By Heidi Meyer
“When you remove the things that do not matter to you, you are free to focus on the things that are meaningful to you” – Tsh Oxenreider
The last vacation has come and gone and there are still report cards, certificates, artwork, dusty projects and medals lying around waiting for a home!
It is one of the most difficult decisions that parents need to make; “What to do with all the artwork made by the little creative genius. Initially you think, I’ll just keep them all in a box but soon that box is overflowing! Do a little math, a box per year x 12 years at school, where on earth will you find space for all those boxes? Then you still feel inclined to keep all the books to make life easier for the next child… Please, let each child learn their own lessons!
When my children were small, I put together a “My School Years Album”. In those days one could only get spiral bound versions. It had a summary page with a space for photos and a pocket for certificates and reports. I kept the albums handy on the bookshelf and throughout the year, I put important items (report cards, a special drawing, and some writing) in the keepsake pockets. This limited what I kept dramatically, but at the same time gave me a place to store report cards and certificates as they came from school. At the end of the year we went through the books and kept a piece of something they wrote to show their handwriting at that time of their development. They had to put their name/signature on the main page and it was fascinating to see how that developed and changed over the years. I took photos of them with large projects and on the photo page added the mark and comment of the teacher that we had cut out. The art was limited to one piece, that was in one of the subject books or a piece of art that was really worth keeping. I added special things and cards they had written, pressed flowers, prefect badges etc. On their 21st birthday their albums were handed over. What a hit, a conversation piece and a special gift, a keepsake which they love.
Why are you keeping it? Do you keep it for them or for you? Will your teenager really want and have space for all the piles of stuff he has brought home over the years? Think again, do you really want to burden them with clutter or do you want to give them a special keepsake of their development?

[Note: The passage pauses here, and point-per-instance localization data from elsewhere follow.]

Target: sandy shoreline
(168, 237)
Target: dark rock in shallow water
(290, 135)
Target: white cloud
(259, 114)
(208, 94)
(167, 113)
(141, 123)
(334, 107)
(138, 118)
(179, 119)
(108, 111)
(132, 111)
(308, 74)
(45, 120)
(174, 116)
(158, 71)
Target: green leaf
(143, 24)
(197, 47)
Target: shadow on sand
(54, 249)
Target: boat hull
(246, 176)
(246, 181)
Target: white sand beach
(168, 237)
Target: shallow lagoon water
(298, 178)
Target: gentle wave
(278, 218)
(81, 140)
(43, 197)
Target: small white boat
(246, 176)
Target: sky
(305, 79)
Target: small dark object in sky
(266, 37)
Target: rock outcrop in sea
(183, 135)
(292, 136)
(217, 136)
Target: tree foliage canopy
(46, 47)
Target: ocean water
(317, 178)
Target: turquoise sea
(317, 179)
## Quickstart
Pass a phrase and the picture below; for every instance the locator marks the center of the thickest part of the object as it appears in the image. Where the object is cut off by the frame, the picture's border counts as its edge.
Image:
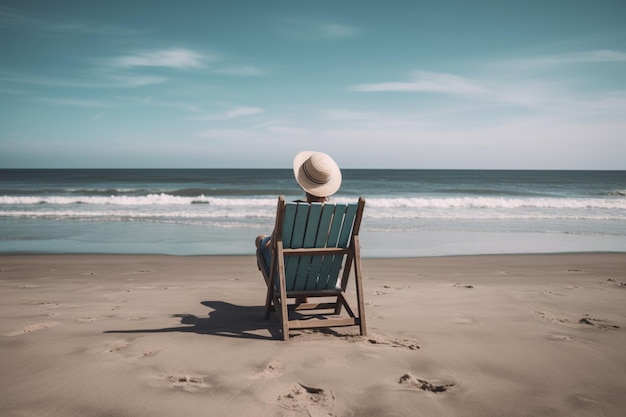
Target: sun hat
(317, 173)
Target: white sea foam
(382, 203)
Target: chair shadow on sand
(226, 319)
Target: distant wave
(617, 193)
(446, 203)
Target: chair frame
(346, 256)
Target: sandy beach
(135, 335)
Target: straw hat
(317, 173)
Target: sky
(376, 84)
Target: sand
(506, 335)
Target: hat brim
(311, 187)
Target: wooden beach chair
(315, 247)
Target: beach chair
(315, 247)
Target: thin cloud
(168, 58)
(233, 114)
(426, 82)
(112, 81)
(243, 71)
(345, 114)
(73, 102)
(595, 56)
(12, 19)
(311, 30)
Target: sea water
(220, 211)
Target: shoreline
(162, 335)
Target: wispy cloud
(345, 114)
(103, 81)
(427, 82)
(169, 58)
(243, 71)
(67, 101)
(98, 116)
(233, 113)
(15, 20)
(316, 30)
(595, 56)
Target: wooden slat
(312, 243)
(333, 237)
(321, 274)
(304, 274)
(297, 219)
(344, 238)
(330, 322)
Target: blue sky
(386, 84)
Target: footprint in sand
(308, 399)
(583, 323)
(32, 328)
(272, 369)
(560, 338)
(598, 323)
(118, 345)
(189, 383)
(412, 382)
(396, 343)
(151, 351)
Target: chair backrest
(327, 227)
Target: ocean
(221, 211)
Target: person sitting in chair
(319, 176)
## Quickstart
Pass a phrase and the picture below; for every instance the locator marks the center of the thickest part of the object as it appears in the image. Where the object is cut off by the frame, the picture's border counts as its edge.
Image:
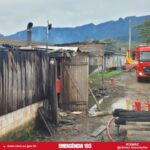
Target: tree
(144, 31)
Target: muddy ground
(126, 87)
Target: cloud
(15, 14)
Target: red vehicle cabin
(143, 58)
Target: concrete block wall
(16, 120)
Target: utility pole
(49, 26)
(130, 34)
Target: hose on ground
(108, 129)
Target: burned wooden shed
(94, 50)
(26, 77)
(73, 70)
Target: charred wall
(25, 78)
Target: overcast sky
(14, 14)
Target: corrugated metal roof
(58, 48)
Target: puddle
(121, 103)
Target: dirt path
(126, 88)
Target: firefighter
(58, 90)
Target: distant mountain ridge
(109, 30)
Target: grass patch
(22, 135)
(94, 77)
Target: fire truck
(139, 58)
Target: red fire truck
(143, 65)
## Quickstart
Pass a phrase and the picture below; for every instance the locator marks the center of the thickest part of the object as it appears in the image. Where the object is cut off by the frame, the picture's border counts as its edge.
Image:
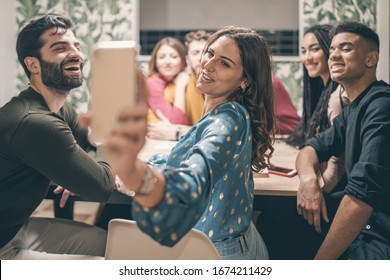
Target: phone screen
(113, 84)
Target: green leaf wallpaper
(335, 11)
(96, 20)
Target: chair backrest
(126, 241)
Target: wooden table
(284, 155)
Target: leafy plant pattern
(336, 11)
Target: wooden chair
(126, 241)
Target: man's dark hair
(360, 29)
(29, 42)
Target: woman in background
(165, 69)
(323, 99)
(206, 182)
(287, 234)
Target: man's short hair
(360, 29)
(29, 42)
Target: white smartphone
(113, 84)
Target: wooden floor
(83, 211)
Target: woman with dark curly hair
(317, 85)
(323, 99)
(206, 182)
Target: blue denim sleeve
(189, 184)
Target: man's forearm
(350, 218)
(307, 163)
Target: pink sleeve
(157, 101)
(286, 115)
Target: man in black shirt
(361, 226)
(41, 142)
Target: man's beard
(53, 76)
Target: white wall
(212, 14)
(7, 50)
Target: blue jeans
(249, 246)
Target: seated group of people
(206, 182)
(174, 100)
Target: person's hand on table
(311, 203)
(65, 195)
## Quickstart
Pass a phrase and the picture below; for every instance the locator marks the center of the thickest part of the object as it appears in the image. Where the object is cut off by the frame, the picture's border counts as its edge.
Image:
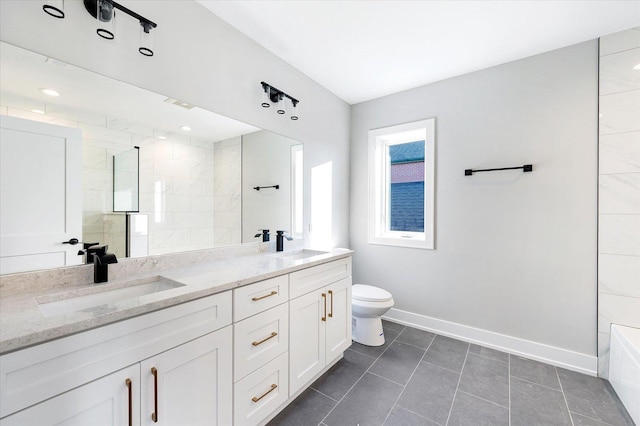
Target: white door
(307, 319)
(41, 195)
(191, 384)
(339, 318)
(113, 400)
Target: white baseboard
(570, 360)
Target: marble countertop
(23, 323)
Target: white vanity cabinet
(103, 376)
(233, 358)
(320, 319)
(260, 349)
(111, 400)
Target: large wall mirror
(197, 169)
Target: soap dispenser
(264, 234)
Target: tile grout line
(458, 385)
(323, 394)
(482, 399)
(360, 378)
(564, 397)
(535, 383)
(395, 404)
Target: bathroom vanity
(217, 343)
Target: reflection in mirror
(126, 180)
(194, 187)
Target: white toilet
(369, 303)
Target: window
(401, 185)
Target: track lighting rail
(275, 93)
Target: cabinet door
(111, 400)
(307, 318)
(338, 318)
(190, 384)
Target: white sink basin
(298, 254)
(94, 297)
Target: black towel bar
(258, 188)
(525, 168)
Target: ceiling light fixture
(50, 92)
(104, 12)
(271, 95)
(54, 8)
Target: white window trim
(379, 140)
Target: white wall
(266, 161)
(227, 191)
(515, 252)
(201, 60)
(619, 188)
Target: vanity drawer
(259, 339)
(34, 374)
(262, 392)
(307, 280)
(255, 298)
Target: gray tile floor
(419, 378)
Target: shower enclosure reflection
(192, 186)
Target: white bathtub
(624, 367)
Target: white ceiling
(361, 50)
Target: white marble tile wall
(228, 191)
(619, 188)
(176, 180)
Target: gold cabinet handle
(331, 312)
(128, 384)
(258, 398)
(271, 336)
(154, 415)
(324, 298)
(273, 293)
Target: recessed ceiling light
(50, 92)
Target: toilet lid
(369, 293)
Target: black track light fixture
(274, 95)
(105, 13)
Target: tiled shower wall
(619, 188)
(176, 181)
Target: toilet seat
(369, 293)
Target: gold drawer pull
(256, 399)
(154, 415)
(130, 398)
(324, 315)
(331, 294)
(273, 293)
(273, 334)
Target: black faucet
(280, 236)
(265, 235)
(101, 260)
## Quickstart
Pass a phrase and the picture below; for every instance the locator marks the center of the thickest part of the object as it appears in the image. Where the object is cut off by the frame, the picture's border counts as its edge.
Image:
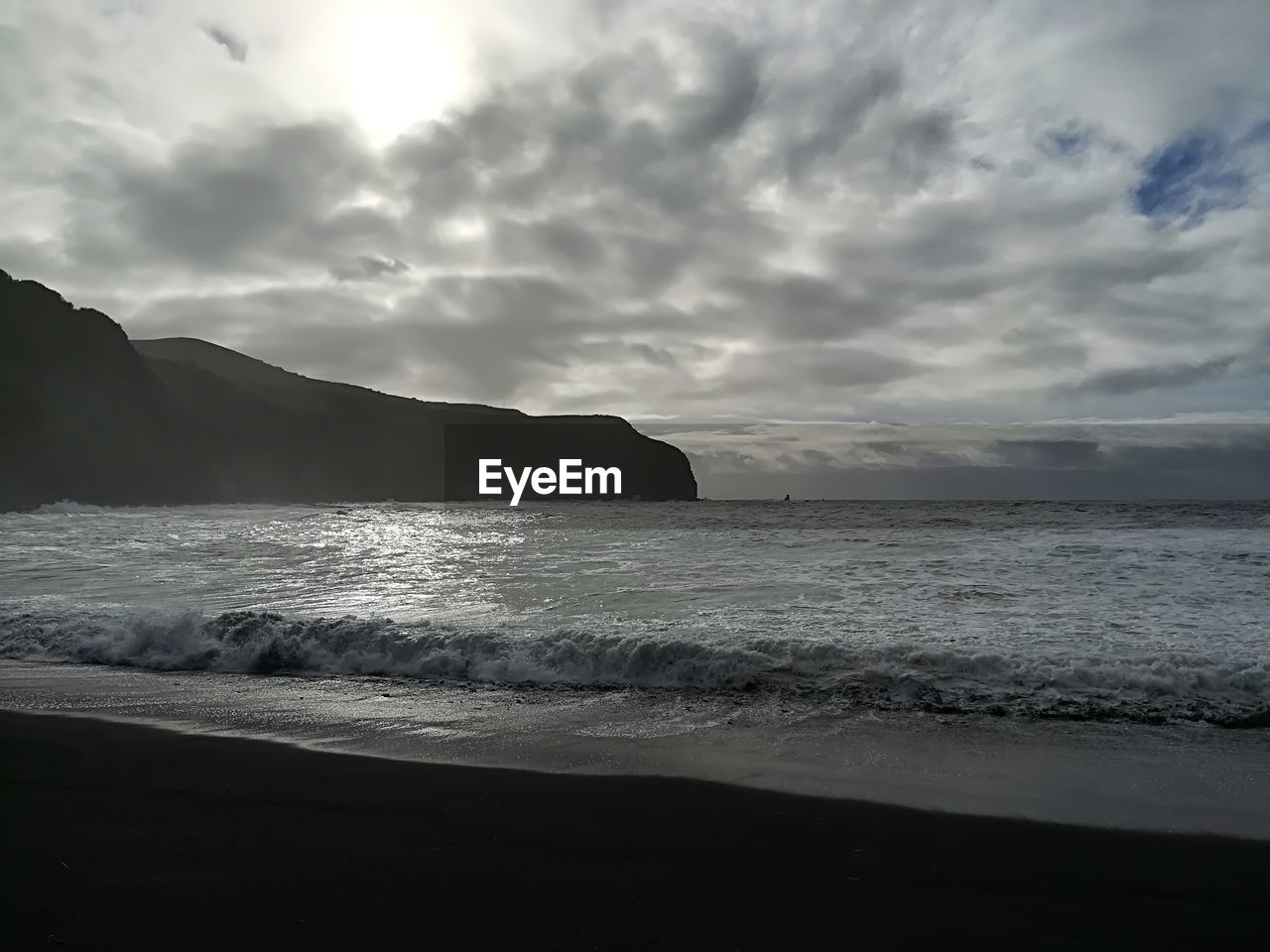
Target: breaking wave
(1160, 688)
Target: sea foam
(1156, 688)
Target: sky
(855, 246)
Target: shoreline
(137, 835)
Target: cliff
(87, 416)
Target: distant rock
(87, 416)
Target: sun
(399, 62)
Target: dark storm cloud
(235, 48)
(1046, 453)
(1138, 379)
(250, 200)
(842, 212)
(368, 267)
(978, 461)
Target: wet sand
(128, 835)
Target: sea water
(1074, 660)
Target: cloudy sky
(874, 217)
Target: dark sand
(122, 835)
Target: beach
(128, 835)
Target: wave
(1159, 688)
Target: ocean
(807, 644)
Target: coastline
(131, 834)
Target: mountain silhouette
(89, 416)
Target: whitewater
(1129, 612)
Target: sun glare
(400, 63)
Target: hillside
(95, 417)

Everything you keep should be meaningful. Set yourself and your child boundaries of how much you’ll keep be ruthless in purging, this will make sorting and storage easier and being able to view what you treasure. Focus on the quality and not the quantity. It is more important to keep something the child has drawn himself than to keep a colour-in dinosaur. Don’t feel torn about not keeping the physical object by involving your children in making choices about what and how to keep it. Explain that there isn’t space to keep everything. This encourages them to think critically about their work. Teach them how to organise and the value of giving special items a place of honour and letting go of things that are of little importance. According to Edugrafix “it is an essential educational building block in the development of your child’s identity and self-esteem. By capturing his growing years from toddler stage till Grade 12 your child experiences a feeling of belonging to a loving family who values his achievements and interests.” As the children get older, it is a wonderful holiday past time to organise the awards and artwork of the year.
How to keep it?
As the art comes home, keep only the originals of the very best pieces. Write the date on the back, the name of the child and class; so that you know at a later stage who has done what, otherwise it has no meaning. Be honest and ruthless when making decisions whether to display or not.
1. Display and rotate the best artwork in a designated area where it can be appreciated, like a bulletin board, magnetic strip or have a wall where art is displayed in clip or box frames. Display large 3-d projects for a short while on a shelf. Photograph your child with it and place the teachers comment in the adjacent photo pocket. Medals and cups for sport or cultural awards can be displayed on a bookshelf in their room. When they have outgrown them or you have captured it digitally, return it to the school so that they can reuse it. Keep only the plaque, to display with the photo.
2. Store it – in a designated box, art portfolio or a large envelope. Label it with child’s name, school, grade, year and the teacher’s name on the outside and keep samples of schoolwork and photos in it until you take time to make a decision.
Capture them digitally. Take pictures of the artwork. Create a photo book per school year or create one beautiful coffee table photo book with pictures of artwork, certificates and photos, but let the originals go, you have preserved it.
3. File reports, certificates and photos immediately in a School album. This is my personal favourite.
4. Order doesn’t matter – it is the memory that counts. You haven’t done it in years. Don’t put it off any longer. Schedule time to get it done. Be ruthless. Place only a few items into a scrapbook or plastic folder as keepsake. Recycle the rest.
5. Recycle it in art projects or give it away…
- Have personalised gifts printed with their art work, e.g. 12 favourite pieces he created this year = calendar. Use it on mugs, shirts, aprons, cushions.
- Use cut outs on greeting cards or plain gift bags.
- Use for wrapping paper
- Use as borders in scrapbooking or as background ‘paper’ on the page.
- Laminate art work and create placemats.
- Use it as stationary. (Write on the back.)
Save time, money and space by being selective in dealing with your child’s treasures and accomplishments and store it neatly for them to enjoy.